O documento, assinado nesta quinta-feira (29), traz uma avaliação contundente do supervisor do GMF, desembargador Orlando Perri, que comparou a unidade prisional à prisão de Guantánamo, nos Estados Unidos, e também aos escândalos envolvendo o presídio de Abu Ghraib, no Iraque — ambos internacionalmente conhecidos por práticas de tortura e tratamento desumano de detentos.
De acordo com o magistrado, as situações constatadas em Sinop são incompatíveis com os princípios constitucionais brasileiros e com a legislação que rege a execução penal. O relatório aponta que o GMF acompanha a realidade da penitenciária há pelo menos cinco anos, período no qual inspeções sucessivas identificaram um quadro persistente, estrutural e grave de violação de direitos fundamentais.
Entre as denúncias registradas estão o uso excessivo da força por agentes penitenciários, incluindo a aplicação direta de spray de pimenta nos olhos dos detentos — prática conhecida como “chantilly” — além de disparos de balas de borracha sem justificativa aparente. Segundo o documento, tais condutas não podem ser tratadas como episódios isolados.
O relatório destaca que, apesar das reiteradas inspeções, recomendações técnicas e orientações formais emitidas pelo GMF ao longo dos anos, não houve mudanças estruturais efetivas para corrigir as irregularidades. O desembargador aponta ainda uma inércia administrativa relevante, especialmente por parte da Secretaria de Estado de Justiça, na adoção de medidas capazes de reverter o quadro.
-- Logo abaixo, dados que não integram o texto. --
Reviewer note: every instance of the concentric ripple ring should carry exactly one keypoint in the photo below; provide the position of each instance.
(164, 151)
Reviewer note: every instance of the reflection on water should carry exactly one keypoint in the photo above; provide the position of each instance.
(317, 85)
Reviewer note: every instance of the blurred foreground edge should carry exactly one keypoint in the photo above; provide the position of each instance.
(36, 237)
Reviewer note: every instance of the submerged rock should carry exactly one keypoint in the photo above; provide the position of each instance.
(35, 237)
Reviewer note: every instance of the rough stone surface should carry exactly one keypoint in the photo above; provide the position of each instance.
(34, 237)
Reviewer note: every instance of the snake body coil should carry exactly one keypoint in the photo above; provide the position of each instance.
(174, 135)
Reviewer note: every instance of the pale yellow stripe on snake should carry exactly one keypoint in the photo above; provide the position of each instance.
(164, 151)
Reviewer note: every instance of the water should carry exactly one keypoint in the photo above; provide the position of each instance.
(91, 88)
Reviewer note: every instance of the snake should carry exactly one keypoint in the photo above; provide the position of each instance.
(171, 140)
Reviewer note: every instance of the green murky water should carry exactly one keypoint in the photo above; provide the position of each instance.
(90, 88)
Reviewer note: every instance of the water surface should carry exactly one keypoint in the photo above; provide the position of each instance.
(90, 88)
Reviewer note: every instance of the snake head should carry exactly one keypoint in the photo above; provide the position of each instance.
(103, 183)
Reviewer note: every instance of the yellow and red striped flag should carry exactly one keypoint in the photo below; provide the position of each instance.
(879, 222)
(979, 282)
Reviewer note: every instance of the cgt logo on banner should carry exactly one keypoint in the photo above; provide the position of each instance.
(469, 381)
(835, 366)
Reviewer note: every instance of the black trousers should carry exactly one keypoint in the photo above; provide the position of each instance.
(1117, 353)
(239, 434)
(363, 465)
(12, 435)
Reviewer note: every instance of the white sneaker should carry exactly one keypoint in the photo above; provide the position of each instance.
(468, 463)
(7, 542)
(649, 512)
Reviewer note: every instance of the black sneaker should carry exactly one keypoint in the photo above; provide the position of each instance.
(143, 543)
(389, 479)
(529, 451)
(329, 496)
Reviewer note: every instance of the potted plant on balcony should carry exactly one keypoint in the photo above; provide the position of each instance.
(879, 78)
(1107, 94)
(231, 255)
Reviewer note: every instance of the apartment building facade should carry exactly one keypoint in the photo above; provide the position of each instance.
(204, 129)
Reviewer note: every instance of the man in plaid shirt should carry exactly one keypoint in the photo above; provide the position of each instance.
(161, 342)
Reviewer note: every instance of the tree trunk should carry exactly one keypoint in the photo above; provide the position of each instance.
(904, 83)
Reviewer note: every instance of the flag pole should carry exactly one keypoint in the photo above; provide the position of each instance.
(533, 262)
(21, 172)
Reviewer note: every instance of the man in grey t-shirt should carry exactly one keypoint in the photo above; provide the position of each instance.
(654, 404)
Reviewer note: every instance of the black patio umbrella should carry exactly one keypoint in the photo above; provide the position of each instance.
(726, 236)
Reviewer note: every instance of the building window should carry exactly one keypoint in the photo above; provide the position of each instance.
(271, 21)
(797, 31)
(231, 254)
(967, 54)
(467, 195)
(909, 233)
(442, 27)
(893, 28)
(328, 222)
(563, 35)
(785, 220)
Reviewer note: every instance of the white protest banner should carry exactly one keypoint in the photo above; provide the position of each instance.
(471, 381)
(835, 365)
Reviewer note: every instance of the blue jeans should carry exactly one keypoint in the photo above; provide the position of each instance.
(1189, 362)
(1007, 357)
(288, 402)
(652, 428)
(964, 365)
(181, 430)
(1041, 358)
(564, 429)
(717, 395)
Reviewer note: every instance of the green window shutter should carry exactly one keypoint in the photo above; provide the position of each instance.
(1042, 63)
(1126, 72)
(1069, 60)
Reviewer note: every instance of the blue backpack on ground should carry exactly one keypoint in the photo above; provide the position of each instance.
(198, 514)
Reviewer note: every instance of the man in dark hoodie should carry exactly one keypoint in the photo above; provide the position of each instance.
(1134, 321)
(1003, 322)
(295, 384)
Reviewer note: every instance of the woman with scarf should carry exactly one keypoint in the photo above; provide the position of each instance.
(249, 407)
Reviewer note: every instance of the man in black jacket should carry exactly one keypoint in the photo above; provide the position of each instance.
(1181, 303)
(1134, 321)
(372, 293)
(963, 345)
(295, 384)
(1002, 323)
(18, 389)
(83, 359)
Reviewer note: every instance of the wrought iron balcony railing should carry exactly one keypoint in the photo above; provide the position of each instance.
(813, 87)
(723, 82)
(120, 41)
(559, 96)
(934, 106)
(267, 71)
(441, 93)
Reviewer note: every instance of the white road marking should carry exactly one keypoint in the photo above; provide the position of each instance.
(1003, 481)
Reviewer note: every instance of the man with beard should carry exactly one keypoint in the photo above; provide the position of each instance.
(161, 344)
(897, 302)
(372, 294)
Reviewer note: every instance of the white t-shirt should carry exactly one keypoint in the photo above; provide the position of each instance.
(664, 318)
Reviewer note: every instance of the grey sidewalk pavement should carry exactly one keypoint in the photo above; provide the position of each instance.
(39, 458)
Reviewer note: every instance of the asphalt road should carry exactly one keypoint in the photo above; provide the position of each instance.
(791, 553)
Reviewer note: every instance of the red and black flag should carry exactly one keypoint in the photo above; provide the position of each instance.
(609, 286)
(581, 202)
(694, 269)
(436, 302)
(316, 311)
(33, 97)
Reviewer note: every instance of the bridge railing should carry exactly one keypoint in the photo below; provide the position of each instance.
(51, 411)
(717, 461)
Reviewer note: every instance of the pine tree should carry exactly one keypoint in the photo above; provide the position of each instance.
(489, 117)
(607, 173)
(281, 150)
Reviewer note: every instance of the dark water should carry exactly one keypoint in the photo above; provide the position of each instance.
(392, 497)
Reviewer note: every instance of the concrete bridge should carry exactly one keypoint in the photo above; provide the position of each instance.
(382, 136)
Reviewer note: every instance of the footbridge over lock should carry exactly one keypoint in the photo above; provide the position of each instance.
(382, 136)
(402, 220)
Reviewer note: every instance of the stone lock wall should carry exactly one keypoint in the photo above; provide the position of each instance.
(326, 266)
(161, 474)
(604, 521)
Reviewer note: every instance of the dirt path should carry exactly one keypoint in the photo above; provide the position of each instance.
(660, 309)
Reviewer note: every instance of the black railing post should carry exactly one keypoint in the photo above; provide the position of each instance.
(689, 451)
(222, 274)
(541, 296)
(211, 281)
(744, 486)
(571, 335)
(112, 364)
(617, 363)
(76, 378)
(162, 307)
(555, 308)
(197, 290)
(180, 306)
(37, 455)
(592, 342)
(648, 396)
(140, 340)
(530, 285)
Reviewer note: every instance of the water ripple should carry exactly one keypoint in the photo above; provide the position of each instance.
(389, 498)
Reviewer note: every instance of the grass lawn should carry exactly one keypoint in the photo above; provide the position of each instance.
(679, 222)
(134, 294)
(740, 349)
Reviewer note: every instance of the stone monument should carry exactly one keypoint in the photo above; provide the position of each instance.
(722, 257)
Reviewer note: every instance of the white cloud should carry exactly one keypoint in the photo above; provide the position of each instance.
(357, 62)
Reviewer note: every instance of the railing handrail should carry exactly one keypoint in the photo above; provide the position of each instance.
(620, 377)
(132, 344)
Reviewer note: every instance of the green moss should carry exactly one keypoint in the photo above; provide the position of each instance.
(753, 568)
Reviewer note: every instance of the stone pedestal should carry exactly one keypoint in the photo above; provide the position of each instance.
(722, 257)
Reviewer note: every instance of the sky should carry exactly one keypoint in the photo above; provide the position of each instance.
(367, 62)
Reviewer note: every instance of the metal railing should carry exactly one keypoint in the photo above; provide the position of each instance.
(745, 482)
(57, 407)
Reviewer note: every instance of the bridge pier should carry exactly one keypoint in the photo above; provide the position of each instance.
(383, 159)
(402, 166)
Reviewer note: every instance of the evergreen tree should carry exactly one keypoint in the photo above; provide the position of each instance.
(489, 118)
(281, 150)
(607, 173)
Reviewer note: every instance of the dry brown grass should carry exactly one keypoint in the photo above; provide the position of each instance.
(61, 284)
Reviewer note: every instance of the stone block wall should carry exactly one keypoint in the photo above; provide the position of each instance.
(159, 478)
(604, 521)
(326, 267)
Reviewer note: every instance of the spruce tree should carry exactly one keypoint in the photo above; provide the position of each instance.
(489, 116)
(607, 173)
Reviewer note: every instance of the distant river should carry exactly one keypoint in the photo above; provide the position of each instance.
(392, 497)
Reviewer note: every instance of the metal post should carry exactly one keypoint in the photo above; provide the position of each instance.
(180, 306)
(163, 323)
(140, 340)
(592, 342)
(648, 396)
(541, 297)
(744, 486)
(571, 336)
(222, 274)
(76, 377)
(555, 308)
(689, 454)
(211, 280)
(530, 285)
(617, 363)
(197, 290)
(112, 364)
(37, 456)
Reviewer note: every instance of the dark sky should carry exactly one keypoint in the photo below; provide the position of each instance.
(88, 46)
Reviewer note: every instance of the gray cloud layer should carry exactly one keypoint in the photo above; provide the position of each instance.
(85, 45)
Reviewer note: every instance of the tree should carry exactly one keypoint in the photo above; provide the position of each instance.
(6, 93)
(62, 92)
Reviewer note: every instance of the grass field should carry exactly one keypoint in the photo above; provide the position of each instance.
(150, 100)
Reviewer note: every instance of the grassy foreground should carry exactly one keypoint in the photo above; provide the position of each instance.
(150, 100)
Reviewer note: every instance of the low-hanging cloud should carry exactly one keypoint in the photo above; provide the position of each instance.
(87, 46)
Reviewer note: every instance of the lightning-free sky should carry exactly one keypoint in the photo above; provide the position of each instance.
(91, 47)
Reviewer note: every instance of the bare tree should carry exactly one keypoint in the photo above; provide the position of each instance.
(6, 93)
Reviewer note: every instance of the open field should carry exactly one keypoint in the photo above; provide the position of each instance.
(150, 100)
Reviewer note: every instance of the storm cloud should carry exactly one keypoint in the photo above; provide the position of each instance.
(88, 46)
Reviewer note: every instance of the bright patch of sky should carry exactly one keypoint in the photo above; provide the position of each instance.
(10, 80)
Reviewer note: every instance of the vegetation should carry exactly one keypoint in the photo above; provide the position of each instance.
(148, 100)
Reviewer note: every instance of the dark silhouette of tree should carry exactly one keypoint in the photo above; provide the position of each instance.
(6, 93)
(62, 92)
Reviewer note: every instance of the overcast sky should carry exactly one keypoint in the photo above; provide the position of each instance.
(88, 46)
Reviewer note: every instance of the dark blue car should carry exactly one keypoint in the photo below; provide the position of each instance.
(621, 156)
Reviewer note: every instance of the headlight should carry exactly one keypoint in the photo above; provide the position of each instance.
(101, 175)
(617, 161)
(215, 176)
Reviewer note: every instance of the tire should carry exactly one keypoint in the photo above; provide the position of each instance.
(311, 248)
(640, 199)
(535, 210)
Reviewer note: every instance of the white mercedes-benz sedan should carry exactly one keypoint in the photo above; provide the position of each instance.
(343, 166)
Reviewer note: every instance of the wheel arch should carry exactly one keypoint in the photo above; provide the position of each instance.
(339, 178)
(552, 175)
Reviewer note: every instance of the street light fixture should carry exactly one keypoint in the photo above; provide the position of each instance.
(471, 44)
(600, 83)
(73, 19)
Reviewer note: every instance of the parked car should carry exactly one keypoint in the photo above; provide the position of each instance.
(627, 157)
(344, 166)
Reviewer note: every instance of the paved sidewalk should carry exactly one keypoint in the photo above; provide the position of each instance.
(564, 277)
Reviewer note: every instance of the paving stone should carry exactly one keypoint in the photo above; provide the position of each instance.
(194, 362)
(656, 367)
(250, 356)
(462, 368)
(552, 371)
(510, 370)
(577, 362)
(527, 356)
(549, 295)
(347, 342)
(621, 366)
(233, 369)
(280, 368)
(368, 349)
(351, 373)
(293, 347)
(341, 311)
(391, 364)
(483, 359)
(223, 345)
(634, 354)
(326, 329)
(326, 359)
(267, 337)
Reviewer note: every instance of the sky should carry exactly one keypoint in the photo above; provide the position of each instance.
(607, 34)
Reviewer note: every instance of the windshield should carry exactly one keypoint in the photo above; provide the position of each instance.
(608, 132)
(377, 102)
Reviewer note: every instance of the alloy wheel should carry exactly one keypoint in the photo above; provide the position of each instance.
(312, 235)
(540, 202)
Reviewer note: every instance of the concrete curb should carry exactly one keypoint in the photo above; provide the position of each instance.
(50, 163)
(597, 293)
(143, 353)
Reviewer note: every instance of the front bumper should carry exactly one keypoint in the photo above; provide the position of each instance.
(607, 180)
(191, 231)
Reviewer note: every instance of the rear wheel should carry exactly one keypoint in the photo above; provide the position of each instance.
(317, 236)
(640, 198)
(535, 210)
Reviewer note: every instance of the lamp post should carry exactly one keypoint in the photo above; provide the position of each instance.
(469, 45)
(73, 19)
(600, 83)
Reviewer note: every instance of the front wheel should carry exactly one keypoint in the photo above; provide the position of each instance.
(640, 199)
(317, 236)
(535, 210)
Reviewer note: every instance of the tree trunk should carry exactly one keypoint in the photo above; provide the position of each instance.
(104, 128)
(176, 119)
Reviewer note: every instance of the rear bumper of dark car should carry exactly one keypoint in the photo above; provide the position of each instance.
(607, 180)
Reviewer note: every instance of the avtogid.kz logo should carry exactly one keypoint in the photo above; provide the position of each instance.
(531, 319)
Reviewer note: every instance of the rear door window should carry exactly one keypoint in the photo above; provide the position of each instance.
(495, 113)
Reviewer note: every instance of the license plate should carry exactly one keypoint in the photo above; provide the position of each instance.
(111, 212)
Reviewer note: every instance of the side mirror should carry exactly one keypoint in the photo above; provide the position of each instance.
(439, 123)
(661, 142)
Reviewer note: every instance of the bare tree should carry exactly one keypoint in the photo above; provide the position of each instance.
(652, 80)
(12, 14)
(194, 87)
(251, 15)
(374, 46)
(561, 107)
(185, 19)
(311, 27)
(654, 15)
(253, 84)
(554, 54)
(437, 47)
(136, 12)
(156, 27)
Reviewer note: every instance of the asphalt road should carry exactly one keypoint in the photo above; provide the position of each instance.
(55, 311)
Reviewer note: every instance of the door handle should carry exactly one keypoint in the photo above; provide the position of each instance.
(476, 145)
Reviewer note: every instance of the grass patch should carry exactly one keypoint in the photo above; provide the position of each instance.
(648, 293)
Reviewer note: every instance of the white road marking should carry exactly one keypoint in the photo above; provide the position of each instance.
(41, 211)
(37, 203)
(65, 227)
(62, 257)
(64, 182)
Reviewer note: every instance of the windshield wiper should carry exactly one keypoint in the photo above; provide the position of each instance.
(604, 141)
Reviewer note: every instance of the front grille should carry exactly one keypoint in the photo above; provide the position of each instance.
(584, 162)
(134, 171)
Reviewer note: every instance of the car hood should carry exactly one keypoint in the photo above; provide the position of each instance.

O documento reconhece que a recente mudança na direção da unidade resultou em algumas melhorias iniciais. O então diretor da penitenciária, Adalberto Dias de Oliveira, foi afastado do cargo por 180 dias por determinação judicial, após denúncias de tortura feitas por pessoas privadas de liberdade. No entanto, o GMF ressalta que as providências adotadas até o momento são insuficientes diante da gravidade e da extensão das violações constatadas.